O Brasil desponta como um dos mercados mais avançados na adoção de inteligência artificial para comunicação com clientes. De acordo com o estudo global The AI Production Paradox, realizado pela Sinch com 2.527 líderes empresariais de dez países, 76% das empresas brasileiras já operam agentes de IA em produção, bem acima da média global de 62% e do índice registrado nos Estados Unidos (67%).
O levantamento revela, porém, que a velocidade da adoção vem acompanhada de novos desafios. O Brasil registra uma taxa de 80% de organizações que precisaram interromper ou reverter implementações de IA por questões de governança, acima da média global de 74%. Além disso, 39% dos casos de rollback no país ocorreram por vazamento de dados ou informações pessoais (PII), percentual superior ao dos Estados Unidos (24%) e do Canadá (16%).

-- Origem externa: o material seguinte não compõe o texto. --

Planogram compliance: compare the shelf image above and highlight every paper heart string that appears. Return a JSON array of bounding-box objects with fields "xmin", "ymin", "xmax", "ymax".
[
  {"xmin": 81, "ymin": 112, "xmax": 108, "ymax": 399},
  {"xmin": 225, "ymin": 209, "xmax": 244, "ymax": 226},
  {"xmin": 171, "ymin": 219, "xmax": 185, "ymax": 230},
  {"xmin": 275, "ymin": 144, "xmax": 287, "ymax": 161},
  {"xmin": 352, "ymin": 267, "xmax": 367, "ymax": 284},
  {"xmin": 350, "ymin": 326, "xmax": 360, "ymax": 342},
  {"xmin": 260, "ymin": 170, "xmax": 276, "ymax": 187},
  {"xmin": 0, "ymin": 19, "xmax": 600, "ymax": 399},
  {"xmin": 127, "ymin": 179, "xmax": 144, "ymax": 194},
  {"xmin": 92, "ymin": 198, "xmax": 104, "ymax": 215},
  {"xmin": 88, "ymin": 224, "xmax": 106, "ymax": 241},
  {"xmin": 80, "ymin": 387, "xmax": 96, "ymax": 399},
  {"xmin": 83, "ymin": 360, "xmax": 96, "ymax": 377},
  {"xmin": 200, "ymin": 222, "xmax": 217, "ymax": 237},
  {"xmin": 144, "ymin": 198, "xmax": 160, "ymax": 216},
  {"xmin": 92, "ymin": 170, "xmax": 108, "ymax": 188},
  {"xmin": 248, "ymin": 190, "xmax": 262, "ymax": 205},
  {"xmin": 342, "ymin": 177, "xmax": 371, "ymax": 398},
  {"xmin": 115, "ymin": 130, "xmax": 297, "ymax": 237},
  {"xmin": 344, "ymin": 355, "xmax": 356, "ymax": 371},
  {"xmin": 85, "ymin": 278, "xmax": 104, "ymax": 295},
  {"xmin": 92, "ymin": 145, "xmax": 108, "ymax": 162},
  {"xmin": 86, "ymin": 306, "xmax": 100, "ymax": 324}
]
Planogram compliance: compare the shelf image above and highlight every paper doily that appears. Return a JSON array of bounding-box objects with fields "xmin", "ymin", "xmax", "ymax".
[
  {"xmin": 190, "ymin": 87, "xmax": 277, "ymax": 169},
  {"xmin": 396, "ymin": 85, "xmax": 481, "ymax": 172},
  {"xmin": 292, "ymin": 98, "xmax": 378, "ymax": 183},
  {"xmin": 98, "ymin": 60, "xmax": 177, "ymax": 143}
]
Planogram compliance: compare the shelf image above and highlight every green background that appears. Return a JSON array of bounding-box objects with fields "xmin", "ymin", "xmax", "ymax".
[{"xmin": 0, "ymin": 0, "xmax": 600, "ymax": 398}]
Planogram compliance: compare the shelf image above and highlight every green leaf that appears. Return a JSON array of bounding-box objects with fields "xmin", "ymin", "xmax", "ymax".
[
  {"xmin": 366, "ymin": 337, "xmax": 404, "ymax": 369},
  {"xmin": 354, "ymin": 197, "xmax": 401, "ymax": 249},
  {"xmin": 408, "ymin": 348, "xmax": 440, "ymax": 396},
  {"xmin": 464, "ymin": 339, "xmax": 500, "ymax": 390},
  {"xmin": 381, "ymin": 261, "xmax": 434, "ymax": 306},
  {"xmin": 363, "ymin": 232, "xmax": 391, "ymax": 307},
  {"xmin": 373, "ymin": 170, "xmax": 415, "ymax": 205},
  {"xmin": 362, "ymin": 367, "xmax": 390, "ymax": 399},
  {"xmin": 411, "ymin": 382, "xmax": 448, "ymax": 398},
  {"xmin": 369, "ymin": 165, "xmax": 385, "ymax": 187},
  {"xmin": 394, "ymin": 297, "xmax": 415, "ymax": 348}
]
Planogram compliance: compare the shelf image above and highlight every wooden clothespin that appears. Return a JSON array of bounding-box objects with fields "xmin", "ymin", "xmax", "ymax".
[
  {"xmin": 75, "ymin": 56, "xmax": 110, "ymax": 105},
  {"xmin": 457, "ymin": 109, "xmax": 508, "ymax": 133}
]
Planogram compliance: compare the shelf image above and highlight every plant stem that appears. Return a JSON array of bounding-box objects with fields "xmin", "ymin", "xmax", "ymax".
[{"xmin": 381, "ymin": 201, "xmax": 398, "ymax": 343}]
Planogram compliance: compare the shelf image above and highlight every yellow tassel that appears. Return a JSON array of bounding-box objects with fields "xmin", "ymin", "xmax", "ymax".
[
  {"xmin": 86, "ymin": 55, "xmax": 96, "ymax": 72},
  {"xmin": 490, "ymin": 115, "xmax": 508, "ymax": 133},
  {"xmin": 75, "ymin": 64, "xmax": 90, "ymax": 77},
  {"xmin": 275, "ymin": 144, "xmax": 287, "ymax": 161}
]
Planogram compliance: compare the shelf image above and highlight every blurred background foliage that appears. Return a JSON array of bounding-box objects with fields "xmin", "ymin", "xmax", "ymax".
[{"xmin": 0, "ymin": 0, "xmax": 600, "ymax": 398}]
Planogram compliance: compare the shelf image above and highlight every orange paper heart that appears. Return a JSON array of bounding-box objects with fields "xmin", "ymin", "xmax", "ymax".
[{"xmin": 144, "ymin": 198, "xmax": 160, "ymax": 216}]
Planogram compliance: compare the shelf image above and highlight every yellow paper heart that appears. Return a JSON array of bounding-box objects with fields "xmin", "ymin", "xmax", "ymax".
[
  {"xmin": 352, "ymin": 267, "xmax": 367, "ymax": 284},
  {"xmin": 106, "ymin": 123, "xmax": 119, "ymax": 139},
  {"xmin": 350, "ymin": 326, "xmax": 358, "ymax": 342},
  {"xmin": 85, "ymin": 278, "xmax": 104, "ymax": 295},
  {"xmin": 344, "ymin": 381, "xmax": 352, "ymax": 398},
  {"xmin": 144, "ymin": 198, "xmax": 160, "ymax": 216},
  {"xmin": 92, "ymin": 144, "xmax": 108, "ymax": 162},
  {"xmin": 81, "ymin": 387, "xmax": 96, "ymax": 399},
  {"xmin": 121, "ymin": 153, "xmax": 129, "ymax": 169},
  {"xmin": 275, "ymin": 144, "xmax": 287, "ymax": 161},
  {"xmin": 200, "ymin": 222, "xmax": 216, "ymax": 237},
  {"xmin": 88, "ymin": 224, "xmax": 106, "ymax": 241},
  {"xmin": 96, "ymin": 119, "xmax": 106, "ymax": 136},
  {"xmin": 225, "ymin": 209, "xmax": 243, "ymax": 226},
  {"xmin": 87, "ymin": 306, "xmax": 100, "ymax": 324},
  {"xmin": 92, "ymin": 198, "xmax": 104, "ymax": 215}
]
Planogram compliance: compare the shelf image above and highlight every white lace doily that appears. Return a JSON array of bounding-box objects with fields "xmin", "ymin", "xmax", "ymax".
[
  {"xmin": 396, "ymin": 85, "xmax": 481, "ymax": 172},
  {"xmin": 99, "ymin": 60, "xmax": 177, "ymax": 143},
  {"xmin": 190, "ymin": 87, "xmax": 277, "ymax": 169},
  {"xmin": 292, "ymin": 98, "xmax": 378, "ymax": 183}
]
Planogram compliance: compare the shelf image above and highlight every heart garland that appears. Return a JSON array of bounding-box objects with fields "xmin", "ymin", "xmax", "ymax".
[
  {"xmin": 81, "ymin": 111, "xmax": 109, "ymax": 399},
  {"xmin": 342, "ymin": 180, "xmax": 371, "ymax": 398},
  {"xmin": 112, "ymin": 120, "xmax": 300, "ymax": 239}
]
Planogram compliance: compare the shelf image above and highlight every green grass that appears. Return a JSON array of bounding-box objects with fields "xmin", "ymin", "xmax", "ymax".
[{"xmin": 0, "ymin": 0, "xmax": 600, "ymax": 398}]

Apesar desses desafios, as empresas brasileiras seguem acelerando os investimentos. Dois terços (66%) planejam ampliar em mais de 25% seus investimentos em IA, um índice superior ao dos Estados Unidos (61%), Reino Unido (49%), França (45%) e Alemanha (53%). Apenas a Índia apresenta intenção maior de expansão, com 71%.
Outro indicador que demonstra o dinamismo do mercado brasileiro é o movimento de revisão da infraestrutura tecnológica. Quase metade das empresas (48%) afirma estar avaliando novos fornecedores para suportar a estratégia de IA, percentual superior ao dos Estados Unidos (42%), México (37%), Reino Unido (31%) e Canadá (25%). Apenas a Índia registra índice ligeiramente superior, com 50%.
América Latina
A pesquisa mostra uma clara divisão dentro das Américas. Enquanto a América do Norte avança de forma mais cautelosa, a América Latina apresenta um ritmo muito mais agressivo de investimentos. Empresas latino-americanas têm quase o dobro da intenção de elevar investimentos em mais de 50% (21% contra 12% na América do Norte) e também maior proporção de projetos já em estágio avançado de produção.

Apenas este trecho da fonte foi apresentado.